Lo que suceda en el Tribunal Federal esta semana tendrá consecuencias enormes para los derechos basados en el sexo en Australia. El pleno del Tribunal Federal está escuchando la apelación Giggle vs Tickle. En el centro de la apelación está Sall Grover @salltweets, fundadora de la aplicación exclusiva para mujeres Giggle for Girls, que eliminó a un usuario —Roxanne Tickle— tras ver la foto de un hombre.

Tickle, un hombre que se identifica como mujer, demandó a Grover por discriminación de género.

El año pasado, el juez Bromwich falló a favor de Tickle, concediéndole daños y perjuicios, así como las costas judiciales. Pero lo que realmente impactó fue su conclusión jurídica más amplia: que «el sexo no se limita a ser un concepto biológico» y que «puede modificarse».

Sall Grover está apelando aquella decisión, argumentando que Giggle existe para proporcionar un espacio seguro solo para mujeres bajo la disposición de medidas especiales de la Ley de Discriminación Sexual, un espacio para hablar sobre la salud, el trauma y la seguridad de las mujeres sin presencia masculina, independientemente de cómo se identifiquen esos hombres.

Lo que está en juego no son solo los criterios de una app. Esta apelación cuestiona si es legal, en Australia, crear un espacio para mujeres basado en su sexo biológico. Y si negar el acceso a los hombres a dicho espacio —cuando el propósito es proteger y empoderar a las mujeres— debería considerarse realmente discriminación.

Se han recibido aportaciones de todos los sectores, incluidos el Comisionado contra la Discriminación Sexual y el grupo de presión trans Equality Australia, ambos presionando a favor de una interpretación amplia de las protecciones de la identidad de género.

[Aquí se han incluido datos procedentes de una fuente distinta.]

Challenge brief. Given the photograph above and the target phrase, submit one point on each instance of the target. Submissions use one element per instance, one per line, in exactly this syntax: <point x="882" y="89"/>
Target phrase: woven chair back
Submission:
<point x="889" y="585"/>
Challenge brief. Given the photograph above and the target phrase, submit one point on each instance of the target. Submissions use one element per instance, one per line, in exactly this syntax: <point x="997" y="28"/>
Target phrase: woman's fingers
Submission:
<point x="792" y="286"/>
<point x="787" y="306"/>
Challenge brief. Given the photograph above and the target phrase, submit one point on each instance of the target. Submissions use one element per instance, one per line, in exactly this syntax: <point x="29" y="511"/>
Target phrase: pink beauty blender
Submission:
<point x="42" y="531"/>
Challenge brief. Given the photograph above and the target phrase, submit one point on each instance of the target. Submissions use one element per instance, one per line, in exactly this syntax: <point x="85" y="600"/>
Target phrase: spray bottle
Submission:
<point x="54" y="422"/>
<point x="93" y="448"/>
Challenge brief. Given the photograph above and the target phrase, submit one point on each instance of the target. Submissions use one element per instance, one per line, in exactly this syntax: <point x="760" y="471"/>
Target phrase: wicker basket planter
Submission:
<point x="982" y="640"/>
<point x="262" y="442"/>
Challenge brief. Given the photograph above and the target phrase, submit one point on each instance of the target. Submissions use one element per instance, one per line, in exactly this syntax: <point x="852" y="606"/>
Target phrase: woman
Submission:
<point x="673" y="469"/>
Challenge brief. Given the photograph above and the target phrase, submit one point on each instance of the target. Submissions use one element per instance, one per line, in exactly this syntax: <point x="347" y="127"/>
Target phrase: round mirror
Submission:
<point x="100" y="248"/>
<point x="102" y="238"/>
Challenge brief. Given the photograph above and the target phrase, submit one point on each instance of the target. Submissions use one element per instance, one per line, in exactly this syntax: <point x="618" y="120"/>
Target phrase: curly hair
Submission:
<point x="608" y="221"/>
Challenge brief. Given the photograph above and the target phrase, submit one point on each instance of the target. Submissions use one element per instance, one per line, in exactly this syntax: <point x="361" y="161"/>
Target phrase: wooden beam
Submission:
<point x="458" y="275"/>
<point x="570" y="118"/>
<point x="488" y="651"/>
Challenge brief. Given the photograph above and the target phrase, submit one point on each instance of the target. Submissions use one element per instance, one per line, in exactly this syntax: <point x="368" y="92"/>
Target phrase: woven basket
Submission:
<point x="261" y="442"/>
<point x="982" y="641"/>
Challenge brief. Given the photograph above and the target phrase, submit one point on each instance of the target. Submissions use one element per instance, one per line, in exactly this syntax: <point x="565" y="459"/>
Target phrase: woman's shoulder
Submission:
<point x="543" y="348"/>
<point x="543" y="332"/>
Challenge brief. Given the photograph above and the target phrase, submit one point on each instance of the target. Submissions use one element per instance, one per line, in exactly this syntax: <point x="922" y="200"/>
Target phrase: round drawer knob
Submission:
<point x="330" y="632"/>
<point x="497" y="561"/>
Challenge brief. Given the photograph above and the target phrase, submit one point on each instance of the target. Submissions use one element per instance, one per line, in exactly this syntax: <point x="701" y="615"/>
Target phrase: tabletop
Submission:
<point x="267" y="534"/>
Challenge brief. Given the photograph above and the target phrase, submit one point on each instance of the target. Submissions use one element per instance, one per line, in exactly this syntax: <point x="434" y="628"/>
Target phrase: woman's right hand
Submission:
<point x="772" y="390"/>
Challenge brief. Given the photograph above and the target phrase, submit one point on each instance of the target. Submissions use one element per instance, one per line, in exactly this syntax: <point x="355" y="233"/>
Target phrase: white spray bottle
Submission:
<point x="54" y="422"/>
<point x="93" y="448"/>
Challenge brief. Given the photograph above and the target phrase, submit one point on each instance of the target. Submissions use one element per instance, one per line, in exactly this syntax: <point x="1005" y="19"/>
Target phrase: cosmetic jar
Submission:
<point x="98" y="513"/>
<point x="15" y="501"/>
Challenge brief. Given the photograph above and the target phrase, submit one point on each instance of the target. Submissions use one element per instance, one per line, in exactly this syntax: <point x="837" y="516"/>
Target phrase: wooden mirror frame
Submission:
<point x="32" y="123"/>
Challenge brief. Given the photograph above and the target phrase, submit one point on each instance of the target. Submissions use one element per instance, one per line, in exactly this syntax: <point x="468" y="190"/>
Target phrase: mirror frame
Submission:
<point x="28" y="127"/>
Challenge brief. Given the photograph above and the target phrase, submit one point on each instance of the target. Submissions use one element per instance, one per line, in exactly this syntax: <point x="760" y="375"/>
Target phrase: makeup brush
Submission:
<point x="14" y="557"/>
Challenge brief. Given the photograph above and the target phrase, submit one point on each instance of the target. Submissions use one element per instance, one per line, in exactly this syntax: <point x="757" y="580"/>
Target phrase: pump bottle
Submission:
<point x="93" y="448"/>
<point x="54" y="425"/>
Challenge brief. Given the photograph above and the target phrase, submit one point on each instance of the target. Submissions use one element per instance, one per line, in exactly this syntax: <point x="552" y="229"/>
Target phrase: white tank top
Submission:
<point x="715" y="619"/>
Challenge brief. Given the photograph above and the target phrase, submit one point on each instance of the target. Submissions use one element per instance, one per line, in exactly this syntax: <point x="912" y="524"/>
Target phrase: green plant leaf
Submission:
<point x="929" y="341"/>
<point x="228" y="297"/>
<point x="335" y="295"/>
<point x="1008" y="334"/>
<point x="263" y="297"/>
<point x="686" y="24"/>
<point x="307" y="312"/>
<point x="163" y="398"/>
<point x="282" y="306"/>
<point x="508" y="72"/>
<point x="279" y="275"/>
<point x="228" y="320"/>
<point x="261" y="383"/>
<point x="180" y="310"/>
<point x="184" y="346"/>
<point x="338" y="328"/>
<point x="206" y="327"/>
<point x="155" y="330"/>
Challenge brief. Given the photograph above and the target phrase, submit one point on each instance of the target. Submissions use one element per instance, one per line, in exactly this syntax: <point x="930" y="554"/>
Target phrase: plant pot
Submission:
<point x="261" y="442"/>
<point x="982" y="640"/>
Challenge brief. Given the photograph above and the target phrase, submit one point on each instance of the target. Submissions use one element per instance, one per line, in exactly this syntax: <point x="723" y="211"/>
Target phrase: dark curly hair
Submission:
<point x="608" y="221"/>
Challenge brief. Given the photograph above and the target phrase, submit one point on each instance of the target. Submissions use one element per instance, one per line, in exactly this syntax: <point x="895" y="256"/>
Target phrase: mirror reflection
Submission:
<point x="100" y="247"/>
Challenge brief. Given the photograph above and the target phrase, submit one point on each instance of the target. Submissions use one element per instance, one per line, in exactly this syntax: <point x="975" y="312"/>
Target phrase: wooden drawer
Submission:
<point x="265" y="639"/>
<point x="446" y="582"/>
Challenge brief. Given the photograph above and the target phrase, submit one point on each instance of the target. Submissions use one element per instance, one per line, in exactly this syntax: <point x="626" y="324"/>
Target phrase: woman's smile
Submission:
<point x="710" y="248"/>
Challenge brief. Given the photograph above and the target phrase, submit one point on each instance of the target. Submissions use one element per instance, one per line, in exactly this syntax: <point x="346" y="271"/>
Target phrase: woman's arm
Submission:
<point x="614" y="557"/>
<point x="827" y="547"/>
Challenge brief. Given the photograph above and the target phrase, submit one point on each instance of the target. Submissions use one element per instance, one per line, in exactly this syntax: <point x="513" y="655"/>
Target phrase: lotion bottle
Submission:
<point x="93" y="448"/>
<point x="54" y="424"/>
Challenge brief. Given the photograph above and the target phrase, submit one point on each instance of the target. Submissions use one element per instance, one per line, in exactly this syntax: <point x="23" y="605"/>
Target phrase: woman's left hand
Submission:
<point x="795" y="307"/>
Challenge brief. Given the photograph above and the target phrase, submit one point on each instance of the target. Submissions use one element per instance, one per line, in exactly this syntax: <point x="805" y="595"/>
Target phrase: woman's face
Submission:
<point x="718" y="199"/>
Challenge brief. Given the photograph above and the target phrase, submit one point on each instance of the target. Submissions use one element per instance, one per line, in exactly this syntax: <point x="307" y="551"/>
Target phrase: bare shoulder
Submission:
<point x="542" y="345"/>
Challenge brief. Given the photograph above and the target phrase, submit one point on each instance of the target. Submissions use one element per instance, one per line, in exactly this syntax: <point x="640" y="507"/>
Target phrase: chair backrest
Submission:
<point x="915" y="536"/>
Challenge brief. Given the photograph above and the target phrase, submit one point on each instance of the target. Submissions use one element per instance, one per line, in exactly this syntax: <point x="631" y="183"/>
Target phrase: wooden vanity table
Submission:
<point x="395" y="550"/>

Mientras tanto, el Grupo de Acción Lésbica apoya a Grover y pide claridad respecto a que “mujer” todavía significa hembra humana adulta ante la ley.

El resultado de este caso podría definir el futuro de los espacios exclusivos para mujeres en Australia, desde aplicaciones hasta vestuarios, campos deportivos y refugios. ¿Debería permitirse a las mujeres decir que no? Esa es la cuestión que se dirime en la Corte. Esa y el significado de la palabra mujer.